Egyptian officials, however, claim they are carrying-out instructions from the Ministry of Health Operations Room in Ramallah (West Bank), which on 22nd January, released the following statement:
“The Ministry of Health would like to extend their sincere gratitude to all fellow countries that hosted and are currently hosting injured children who were dramatically hurt due to the vicious Israeli war on Gaza. However, the MoH would like now to provide and ensure treatment for the injured children in Gaza close to their families and friends.

A high percentage of the martyrs have been children due to their vulnerability to tolerate severe injuries, and those who were fortunate enough to survive have been treated in the hospitals in Gaza. We therefore see no more reason to refer anymore children for treatment abroad.”

Of course the MoH in Ramallah has no way to “provide and ensure treatment for the injured children in Gaza, close to their families and friends”.  It hasn’t prevented them from issuing the decree, however.  Dr Khalaf, whilst generous in his praise for the work of the doctors and hospital staff in Gaza’s hospitals for the ways in which they coped during the attacks, is also realistic about the types of care than can be offered to patients in Gaza.  “We are not an eminent medical centre here”, he said, referring to Al Shifa hospital.  “There is a level of expertise that is available in Europe and the United States that is not available here”.
It seems the Egyptian government is not just operating under instructions from Ramallah, however.  Dr Khalaf advises that Palestinian patients who have been offered treatment abroad (eg. in Europe and the US) have been prevented by Egyptian officials from leaving Egypt since 11th January – long before the PA issued its ridiculous statement.  Indeed, currently there are 2 children from the PalMed/IHH program who are being held in Eyptian hospitals, after having been permitted to pass through the Rafah crossing.  Egyptian officials are reportedly refusing to allow them to travel on to France.

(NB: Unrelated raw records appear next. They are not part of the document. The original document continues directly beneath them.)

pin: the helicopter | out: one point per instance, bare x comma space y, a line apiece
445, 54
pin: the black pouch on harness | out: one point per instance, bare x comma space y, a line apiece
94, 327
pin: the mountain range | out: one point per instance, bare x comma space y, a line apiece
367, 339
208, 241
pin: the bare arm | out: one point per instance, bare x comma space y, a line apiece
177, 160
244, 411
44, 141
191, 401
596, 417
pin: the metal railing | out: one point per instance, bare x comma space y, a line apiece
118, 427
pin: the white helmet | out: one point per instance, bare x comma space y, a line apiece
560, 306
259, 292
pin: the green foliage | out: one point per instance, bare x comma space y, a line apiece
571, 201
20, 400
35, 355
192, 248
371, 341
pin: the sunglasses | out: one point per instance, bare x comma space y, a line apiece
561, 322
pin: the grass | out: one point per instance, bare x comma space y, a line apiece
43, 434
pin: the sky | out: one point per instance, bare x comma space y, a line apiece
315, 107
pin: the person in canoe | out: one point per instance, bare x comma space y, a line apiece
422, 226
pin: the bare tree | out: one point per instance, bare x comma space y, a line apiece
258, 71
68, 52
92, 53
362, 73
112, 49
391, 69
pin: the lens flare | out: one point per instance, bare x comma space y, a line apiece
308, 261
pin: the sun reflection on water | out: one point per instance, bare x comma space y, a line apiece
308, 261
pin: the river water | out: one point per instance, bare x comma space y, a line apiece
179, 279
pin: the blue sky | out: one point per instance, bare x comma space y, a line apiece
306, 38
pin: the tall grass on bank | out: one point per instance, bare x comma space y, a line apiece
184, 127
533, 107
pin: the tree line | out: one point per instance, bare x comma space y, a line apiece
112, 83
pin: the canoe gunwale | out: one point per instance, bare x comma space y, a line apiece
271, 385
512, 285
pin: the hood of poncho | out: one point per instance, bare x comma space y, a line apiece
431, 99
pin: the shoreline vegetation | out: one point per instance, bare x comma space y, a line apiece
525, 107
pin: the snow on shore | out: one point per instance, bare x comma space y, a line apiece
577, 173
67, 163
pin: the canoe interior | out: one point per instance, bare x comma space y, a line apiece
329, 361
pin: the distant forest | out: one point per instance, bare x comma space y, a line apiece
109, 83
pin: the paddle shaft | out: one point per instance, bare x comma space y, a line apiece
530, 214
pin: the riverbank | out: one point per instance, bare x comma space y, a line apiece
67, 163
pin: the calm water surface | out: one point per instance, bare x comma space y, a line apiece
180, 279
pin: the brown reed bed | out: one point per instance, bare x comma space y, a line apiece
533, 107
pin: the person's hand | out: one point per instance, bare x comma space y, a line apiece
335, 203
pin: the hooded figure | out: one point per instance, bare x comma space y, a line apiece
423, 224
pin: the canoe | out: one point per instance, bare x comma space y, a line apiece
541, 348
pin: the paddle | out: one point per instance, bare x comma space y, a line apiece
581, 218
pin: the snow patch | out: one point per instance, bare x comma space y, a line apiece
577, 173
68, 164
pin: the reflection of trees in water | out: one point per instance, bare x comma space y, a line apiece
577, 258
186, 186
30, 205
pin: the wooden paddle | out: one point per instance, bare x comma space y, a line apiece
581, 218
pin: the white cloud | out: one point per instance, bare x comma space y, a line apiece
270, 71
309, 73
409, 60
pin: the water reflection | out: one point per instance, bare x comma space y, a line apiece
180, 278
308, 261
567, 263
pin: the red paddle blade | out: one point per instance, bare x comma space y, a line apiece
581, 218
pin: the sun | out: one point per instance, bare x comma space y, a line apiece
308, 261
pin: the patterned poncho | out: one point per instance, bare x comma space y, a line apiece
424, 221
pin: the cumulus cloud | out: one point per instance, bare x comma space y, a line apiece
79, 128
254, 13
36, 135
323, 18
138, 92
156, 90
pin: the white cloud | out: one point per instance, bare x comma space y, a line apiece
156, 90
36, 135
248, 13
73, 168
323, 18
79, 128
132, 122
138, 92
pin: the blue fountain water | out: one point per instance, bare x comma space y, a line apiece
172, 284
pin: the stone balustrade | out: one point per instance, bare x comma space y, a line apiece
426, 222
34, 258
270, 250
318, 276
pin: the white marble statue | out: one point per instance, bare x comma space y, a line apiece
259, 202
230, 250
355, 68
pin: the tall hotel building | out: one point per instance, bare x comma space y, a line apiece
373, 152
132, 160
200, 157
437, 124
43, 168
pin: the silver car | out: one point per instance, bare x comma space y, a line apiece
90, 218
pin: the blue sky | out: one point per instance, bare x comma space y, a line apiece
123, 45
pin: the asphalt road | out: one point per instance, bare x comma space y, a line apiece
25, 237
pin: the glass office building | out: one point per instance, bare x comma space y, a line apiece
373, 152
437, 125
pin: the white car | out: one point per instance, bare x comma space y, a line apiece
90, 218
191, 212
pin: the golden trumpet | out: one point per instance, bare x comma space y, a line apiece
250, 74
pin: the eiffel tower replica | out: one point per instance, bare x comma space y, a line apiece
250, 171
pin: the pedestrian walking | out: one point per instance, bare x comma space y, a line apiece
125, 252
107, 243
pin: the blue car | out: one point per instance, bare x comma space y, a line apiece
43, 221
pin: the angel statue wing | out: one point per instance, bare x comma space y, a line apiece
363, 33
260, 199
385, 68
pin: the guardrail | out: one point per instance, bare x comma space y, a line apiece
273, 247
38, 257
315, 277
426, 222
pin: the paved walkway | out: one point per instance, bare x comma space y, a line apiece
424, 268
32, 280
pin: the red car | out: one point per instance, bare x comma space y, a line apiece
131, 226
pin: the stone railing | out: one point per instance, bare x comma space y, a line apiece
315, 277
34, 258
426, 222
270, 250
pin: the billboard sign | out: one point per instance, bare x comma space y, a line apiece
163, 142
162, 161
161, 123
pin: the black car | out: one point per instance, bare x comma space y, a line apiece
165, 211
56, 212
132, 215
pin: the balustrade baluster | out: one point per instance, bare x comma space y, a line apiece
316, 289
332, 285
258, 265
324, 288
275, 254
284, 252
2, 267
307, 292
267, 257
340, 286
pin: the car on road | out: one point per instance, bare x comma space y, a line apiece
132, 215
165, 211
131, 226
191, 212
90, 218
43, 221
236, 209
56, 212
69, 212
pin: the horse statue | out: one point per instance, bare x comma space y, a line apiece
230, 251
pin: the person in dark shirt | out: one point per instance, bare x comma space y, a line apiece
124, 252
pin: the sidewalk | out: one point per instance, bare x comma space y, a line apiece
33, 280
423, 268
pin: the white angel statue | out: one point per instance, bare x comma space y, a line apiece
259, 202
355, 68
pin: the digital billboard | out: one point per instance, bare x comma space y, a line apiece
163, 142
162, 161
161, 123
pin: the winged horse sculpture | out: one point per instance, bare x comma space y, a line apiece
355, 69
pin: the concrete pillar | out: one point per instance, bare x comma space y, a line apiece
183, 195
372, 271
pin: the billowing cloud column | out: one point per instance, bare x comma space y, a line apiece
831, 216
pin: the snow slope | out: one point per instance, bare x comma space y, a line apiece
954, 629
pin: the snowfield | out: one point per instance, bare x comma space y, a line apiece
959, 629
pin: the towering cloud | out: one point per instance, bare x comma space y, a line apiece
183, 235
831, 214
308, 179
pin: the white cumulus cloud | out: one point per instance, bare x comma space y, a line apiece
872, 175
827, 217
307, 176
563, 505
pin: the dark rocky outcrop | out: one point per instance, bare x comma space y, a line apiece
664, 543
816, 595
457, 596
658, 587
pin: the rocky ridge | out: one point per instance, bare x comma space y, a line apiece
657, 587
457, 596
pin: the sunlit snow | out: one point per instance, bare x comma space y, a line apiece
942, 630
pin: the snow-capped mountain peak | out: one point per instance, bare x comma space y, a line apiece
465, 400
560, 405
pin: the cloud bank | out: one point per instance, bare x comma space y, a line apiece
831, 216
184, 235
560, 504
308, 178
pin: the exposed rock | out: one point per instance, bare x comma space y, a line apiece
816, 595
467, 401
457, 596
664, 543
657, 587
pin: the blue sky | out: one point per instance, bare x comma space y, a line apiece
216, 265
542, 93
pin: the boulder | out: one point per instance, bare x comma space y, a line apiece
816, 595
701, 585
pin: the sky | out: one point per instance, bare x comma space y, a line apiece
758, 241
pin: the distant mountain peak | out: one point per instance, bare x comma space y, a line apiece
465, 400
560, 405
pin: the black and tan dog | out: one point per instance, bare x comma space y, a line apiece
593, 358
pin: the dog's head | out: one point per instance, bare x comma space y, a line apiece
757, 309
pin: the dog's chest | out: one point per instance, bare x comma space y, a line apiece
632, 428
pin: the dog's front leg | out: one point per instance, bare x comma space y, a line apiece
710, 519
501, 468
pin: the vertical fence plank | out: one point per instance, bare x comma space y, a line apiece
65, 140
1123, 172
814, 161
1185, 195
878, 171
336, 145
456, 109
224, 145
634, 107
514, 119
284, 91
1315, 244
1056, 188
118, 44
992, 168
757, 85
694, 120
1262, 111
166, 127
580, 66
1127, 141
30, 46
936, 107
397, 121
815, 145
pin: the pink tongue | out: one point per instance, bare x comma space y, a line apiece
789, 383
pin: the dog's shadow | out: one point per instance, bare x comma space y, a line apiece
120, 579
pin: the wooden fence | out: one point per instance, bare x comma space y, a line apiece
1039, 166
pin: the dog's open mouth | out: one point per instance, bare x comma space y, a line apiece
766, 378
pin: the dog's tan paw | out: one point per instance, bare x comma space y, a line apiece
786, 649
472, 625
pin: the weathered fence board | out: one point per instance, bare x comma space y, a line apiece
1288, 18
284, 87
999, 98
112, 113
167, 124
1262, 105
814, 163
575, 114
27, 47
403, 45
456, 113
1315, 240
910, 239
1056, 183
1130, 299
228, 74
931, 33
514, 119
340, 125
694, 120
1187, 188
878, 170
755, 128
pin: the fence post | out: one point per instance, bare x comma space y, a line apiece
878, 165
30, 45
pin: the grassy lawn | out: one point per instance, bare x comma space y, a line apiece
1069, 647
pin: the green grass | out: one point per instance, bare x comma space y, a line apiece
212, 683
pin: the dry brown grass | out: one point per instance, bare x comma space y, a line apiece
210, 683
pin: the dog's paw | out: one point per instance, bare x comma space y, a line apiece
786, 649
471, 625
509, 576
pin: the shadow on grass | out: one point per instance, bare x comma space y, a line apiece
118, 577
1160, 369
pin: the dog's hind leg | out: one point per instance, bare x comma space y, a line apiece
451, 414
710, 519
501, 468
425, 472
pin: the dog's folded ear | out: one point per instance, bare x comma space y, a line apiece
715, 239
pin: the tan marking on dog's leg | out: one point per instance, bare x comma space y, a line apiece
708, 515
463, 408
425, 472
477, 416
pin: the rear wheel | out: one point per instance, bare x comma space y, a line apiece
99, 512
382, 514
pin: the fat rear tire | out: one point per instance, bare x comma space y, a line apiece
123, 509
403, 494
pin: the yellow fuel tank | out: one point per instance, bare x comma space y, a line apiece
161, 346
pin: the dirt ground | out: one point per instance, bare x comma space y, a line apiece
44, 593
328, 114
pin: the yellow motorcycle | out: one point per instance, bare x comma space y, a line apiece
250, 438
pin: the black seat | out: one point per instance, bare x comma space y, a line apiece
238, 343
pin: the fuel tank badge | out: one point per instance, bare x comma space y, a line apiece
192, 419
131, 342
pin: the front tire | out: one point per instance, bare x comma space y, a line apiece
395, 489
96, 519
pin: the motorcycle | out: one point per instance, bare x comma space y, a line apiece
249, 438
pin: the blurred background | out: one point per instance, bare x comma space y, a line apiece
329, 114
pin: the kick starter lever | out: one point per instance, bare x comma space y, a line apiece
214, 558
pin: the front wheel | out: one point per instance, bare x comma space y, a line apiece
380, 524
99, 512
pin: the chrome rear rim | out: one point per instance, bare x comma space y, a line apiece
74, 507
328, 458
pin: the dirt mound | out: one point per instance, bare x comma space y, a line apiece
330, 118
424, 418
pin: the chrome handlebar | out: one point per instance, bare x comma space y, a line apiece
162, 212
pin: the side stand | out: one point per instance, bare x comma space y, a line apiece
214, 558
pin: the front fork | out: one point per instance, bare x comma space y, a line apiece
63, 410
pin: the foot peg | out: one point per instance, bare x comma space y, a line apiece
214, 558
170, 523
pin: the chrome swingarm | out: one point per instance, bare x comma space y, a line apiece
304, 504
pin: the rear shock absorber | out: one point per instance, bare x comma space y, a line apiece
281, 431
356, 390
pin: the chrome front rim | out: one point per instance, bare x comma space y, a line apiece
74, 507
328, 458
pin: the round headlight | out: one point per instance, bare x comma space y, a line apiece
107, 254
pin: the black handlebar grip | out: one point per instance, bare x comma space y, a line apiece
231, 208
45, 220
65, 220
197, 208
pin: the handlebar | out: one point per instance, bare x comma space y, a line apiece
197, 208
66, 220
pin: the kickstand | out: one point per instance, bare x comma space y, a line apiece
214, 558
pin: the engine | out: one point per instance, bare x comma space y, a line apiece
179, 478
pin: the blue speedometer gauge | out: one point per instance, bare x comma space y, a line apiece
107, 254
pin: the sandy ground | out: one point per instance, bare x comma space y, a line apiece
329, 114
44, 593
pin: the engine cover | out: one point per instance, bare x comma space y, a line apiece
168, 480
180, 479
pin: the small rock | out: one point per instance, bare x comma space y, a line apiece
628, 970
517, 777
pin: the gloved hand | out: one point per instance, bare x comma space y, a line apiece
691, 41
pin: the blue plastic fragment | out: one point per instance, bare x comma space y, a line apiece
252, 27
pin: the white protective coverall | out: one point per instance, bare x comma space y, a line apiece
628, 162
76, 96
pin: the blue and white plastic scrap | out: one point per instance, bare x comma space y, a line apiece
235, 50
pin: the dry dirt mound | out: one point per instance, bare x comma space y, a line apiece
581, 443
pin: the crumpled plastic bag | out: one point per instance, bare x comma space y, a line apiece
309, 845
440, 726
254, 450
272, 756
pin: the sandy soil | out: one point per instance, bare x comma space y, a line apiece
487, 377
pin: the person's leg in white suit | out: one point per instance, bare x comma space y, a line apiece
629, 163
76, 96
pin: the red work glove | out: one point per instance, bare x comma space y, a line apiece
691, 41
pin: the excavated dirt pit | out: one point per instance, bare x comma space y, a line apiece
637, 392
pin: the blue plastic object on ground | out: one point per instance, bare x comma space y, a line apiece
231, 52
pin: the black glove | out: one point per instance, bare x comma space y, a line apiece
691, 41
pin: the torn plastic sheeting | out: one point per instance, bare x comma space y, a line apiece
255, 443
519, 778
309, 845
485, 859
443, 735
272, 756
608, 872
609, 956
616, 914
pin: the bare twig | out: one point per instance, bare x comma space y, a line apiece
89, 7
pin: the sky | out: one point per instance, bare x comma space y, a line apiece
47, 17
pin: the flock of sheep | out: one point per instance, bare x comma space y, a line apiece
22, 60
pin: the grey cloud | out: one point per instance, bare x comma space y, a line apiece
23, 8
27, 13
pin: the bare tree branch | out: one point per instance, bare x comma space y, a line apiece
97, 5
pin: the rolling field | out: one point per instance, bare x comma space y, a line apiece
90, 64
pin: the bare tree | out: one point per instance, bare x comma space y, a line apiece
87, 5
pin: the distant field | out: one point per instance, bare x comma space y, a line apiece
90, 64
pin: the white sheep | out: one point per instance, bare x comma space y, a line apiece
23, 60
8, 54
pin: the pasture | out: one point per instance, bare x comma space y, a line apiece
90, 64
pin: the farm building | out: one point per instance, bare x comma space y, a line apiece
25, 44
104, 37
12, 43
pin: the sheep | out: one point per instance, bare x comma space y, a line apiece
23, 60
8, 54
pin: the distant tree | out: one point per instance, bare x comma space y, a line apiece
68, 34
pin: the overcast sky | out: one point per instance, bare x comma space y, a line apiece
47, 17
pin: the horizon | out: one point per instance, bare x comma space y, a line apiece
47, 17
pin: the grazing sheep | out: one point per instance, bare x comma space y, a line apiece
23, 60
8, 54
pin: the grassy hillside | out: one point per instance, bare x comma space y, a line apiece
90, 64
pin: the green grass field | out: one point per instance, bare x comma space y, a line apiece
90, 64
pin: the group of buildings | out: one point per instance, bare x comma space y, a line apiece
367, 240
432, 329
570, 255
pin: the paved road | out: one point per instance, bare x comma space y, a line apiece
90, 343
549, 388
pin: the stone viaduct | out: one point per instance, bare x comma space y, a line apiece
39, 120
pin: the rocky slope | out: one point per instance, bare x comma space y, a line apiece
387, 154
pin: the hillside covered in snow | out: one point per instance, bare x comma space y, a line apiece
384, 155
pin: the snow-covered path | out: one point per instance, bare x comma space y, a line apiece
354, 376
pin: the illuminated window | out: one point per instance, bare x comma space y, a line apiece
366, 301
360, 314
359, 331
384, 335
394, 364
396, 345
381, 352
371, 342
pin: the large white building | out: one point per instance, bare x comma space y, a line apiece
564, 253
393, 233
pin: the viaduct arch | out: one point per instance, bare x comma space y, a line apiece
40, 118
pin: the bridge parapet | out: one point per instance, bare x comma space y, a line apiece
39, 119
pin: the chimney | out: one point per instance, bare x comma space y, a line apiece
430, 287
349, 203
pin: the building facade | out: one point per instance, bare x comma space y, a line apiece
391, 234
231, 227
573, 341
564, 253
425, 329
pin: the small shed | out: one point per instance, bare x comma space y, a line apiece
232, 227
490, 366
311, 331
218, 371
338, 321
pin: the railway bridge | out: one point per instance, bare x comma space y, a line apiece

Mohammad al Ajla, 14 years old, has suffered multiple amputations as a result of explosion injuries; and Bissan Sallak, 8 years old, has multiple injuries to her abdomen, chest, diaphragm, lung and liver – also as a result of an explosion.
Currently, Egyptian authorities are claiming that only patients who cannot be treated in Egypt should be allowed to travel abroad, despite the fact that the patients in question are not citizens of Egypt, and, as such, in theory, in no way subject to Egyptian governmental decisions of this kind.
At the same time, the vast majority of Palestinian patients with white phosphorus wounds who have been transfered through the Rafah border crossing to Egypt, have been channeled into military hospitals, where they cannot be accessed by journalists or civilians.  One might be forgiven for thinking Egypt is colluding in hiding Israeli war crimes.
At any rate, the actions of the Egyptian government, in refusing to allow Palestinian patients through to Egypt and further abroad, and in maintaining a closed border with Gaza throughout the siege, demonstrates an undeniable level of culpability.  As Dr Khalaf remarked: “They are playing an important role in our suffering”.